The horses don't though, because they keep knocking it off! They're such dumb broads (sorry, it's the kind of mood I'm in today, you'll understand after this next picture).

Next photo, Jules!!!


Those that know me just groaned, really, they just groaned.
Because now it's all becomming very very clear why this post has such a cynical and dark tone.
That's right, you got it...another animal has been purchased and now resides here at our increasingly-growing-smaller due to over-population little farm.
Wailing and gnashing of teeth couldn't have prevented this from happening, it was beyond me.
He is a two-year-old gelding.
Tim wanted him.
And really Tim deserves him.
He's a sweety. The horse or Tim, you ask? Well, both...but I was actually talking about the horse.
I'm still trying to wrap my feeble brain around the whole concept of having yet another mouth to feed, but I'm comin' around, I think.
So the next time your kid asks for a fish, a hermit crab, or even a puppy for crying out loud...remember me and remember, It could always be ....a horse ((gulp)).
That's all for now except for my explanation regarding the leaf pictures entitled "Deception I and II''.
It's not a falling leaf but is hanging mid-air attached to an upper branch by a spider web.
Last picture...it's bright cheery and helps me to remember that everything in my life is really great.
I am blessed, really!


Tuesday, October 12, 2010

Oklahoma Fall Color: Part 2


A truly bright colored plant that adorns our Oklahoma landscape during the fall months is Smooth Sumac.
This species of sumac is actually found across much of the United States and the variations of red, orange, and...I've even seen fuschia colored leaves...give our countryside and pastures that extra splash of color in our Autumn landscapes.
I personally find that Smooth Sumac is that welcomed bright spot in the Fall foliage comparable even to the flowering Eastern Redbud  in the Spring.
So, if I may ask, what do you enjoy about this particular season?
I've put a poll in the margin out of curiosity.

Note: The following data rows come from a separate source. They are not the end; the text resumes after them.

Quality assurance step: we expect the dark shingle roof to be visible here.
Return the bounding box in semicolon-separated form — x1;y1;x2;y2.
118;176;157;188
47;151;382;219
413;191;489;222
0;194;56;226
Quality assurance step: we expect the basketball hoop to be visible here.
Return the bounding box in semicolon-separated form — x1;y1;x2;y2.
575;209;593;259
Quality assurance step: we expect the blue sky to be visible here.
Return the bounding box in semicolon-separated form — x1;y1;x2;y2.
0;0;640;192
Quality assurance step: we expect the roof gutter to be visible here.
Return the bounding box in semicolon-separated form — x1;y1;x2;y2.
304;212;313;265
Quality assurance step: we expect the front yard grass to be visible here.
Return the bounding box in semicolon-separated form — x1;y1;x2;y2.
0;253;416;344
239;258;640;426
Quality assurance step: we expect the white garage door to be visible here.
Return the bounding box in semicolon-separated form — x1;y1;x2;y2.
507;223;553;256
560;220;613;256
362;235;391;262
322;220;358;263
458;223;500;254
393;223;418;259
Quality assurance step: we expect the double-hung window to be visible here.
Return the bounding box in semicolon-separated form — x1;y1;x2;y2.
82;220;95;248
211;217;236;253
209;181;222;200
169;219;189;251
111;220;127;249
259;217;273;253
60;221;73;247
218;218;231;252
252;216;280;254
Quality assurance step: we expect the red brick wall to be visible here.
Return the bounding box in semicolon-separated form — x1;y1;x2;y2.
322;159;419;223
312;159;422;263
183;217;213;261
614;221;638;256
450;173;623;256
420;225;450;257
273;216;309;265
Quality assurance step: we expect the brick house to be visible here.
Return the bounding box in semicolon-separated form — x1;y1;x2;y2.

Please participate if you have time.
Fall is a wonderful time to get out and enjoy the beauty of our Lord's creation.
Be refreshed! Julie

Friday, October 8, 2010

Oklahoma Fall Color: Part 1


When my husband and I were first married, we moved to eastern Tennessee.
I was lonely.
Neither one of us had relatives or friends there.
And I was a new mom and VERY hormonal.
Oh, and we were poor...okay not REAL poor like third world country poor, but lots of peanut butter and jelly sandwiches poor.
Did I mention I was lonely and hormonal???
I'm sure my husband deserves some serious kudos for putting up with me through those lean years and well, visa versa.
We were determined not to go into credit card debt.
And we didn't.
But for all the hardships we perceived, we were surrounded by lush Tennessee beauty.
Eastern Tennessee in the Spring is a Thomas Kinkade painting...breathtaking to say the least.
Dogwoods, Redbuds, Azaleas, Rhododendrons, and every imaginable flowering plant carpet the hillsides and forests. For a brief time the kudzu is not as obnoxiously making it's predatorial presence known.
Sometimes, I miss Tennessee's lush plant-life.
But just sometimes.
Because I adore the wide open space we are afforded here.
No kudzu here...yet.
And no hillsides to block the sun's rising and setting, ahhh.
The native grasses are golden right now and the leaves just beginning to change into their Fall wardrobe.
Maybe, I'm just an Oklahoman at heart, but I wouldn't want to be anyplace else but here.
Where ever you may be, I hope you're enjoying our Lord's creation also!